8. Mr. Phadke has then attempted to argue that on merits both the Tribunals below were in error in holding that the employer was justified in discharging the workman. It is clear that on this petition we are only concerned with, the jurisdiction of the Tribunal. If the Tribunal had jurisdiction, then any decision it arrived at with jurisdiction could not be challenged by a writ. What is suggested by Mr. Phadke is that there is an error of law apparent on the face of the record. It seems that the Surat Municipal Borough acted under R.17(4) which had been framed under S.58 of the Municipal Boroughs Act in discharging the petitioner. The petitioner wanted to stand and in fact stood for the election to the Rander Municipality and according to R.17(4) framed by the Surat Municipal Borough it was not competent to an Officei of the Surat Municipal Borough to stand for election to any other Municipality, and the contention of the petitioner was that R.17(4) was ultra vires of the Municipality, and, therefore in dismissing the petitioner the Municipality acted under an incompetent rule. Both the Industrial Tribunal and the Labour Appellate Tribunal took the view that R.17(4) was ultra vires. Mr. Phadke says that R.17(4) goes beyond the scope of S.58 of the Act.It is difficult to understand how this is an error of law apparent on the face of the record. Even assuming that there is force in the argument advanced by Mr. Phadke, the mere fact that two views are possible on a question of law does not make the decision of a Tribunal with jurisdiction bad on the ground that it has erred in law and the error is apparent on the face of the record. We have had occasion several times to point out that only that error will be corrected by this Court which is clearly apparent on the face of the record and which does not become apparent only by a process of examination or argument. With some hesitation Mr.
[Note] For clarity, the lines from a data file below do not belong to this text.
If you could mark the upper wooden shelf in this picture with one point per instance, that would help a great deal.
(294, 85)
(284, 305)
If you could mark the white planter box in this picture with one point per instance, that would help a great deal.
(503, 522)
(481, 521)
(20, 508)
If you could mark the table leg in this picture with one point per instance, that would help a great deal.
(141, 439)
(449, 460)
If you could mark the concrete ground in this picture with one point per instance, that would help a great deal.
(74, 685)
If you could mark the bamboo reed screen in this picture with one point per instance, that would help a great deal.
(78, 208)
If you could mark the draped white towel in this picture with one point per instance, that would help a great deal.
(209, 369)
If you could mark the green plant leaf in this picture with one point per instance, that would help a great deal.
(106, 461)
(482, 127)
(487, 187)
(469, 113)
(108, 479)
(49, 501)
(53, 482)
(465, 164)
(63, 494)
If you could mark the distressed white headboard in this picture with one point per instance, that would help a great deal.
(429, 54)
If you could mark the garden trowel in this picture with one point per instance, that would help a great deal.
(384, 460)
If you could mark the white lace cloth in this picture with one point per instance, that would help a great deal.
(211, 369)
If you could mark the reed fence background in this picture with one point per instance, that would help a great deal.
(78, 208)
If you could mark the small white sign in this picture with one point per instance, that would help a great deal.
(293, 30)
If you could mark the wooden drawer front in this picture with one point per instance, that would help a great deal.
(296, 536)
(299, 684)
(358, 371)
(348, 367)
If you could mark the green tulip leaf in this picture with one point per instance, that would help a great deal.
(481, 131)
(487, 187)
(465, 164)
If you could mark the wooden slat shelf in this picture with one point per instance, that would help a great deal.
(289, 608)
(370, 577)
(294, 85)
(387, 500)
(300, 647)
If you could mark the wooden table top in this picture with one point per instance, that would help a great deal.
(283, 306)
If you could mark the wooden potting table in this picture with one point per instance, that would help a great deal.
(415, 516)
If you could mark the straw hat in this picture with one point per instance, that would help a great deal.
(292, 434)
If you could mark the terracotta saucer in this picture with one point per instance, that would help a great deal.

Phadke has also attempted to argue that the decision of the Tribunal with regard to the competency of R.17(4) is a decision as to jurisdiction. It is obviously not, because R.17(4) has nothing to do with the jurisdiction of the Tribunal, but it has something to do with the jurisdiction of the Municipality, and the Tribunal was perfectly competent to decide whether the Municipality was right in dismissing its servant under R.17(4).



9. The result is that the petitioner fails. Rule discharged. No order as to costs.

Rule discharged.

Advocates List

For the Petitioner N.V. Phadke, M.V. Paranjape, Advocates. For the Respondents M.P. Amin, Advocate General, Little & Co., M.W. Pradhan, I.C. Bhatt, K.D. Desai, Advocates.

For Petitioner
  • Shekhar Naphade
  • Mahesh Agrawal
  • Tarun Dua
For Respondent
  • S. Vani
  • B. Sunita Rao
  • Sushil Kumar Pathak

Bench List

HONBLE CHIEF JUSTICE MR. CHAGLA

HONBLE MR. JUSTICE GAJENDRAGADKAR

Eq Citation

1952 (54) BOMLR 922

AIR 1953 BOM 133

ILR 1953 BOM 191

LQ/BomHC/1952/63

HeadNote

A. Labour Law — Industrial Disputes Act, 1947 — S.33A — Scope and ambit of inquiry under — Held, not limited to mere inquiry as to whether there has been a contravention of S.33 — Tribunal has jurisdiction to go into merits of change made by employer to prejudice of workman — Tribunal acting under S.33A, held, not merely confined to jurisdiction of Tribunal under S.33 — It is Tribunal's wider jurisdiction of deciding merits of dispute between employer and workman — Industrial Disputes Act, 1947, Ss.33 and 33A. B. Labour Law — Industrial Disputes Act, 1947 — S.33-A — Object of enacting S.33-A — Held, S.33-A is not merely to confine jurisdiction of Tribunal to simple question of breach of law but to confer upon Tribunal wider jurisdiction of deciding merits of dispute between employer and workman — Tribunal can go into question of compensation to workman when he has been discharged without sanction of Tribunal — Labour Law — Industrial Disputes Act, 1947, S.33-A (Paras 5 and 6).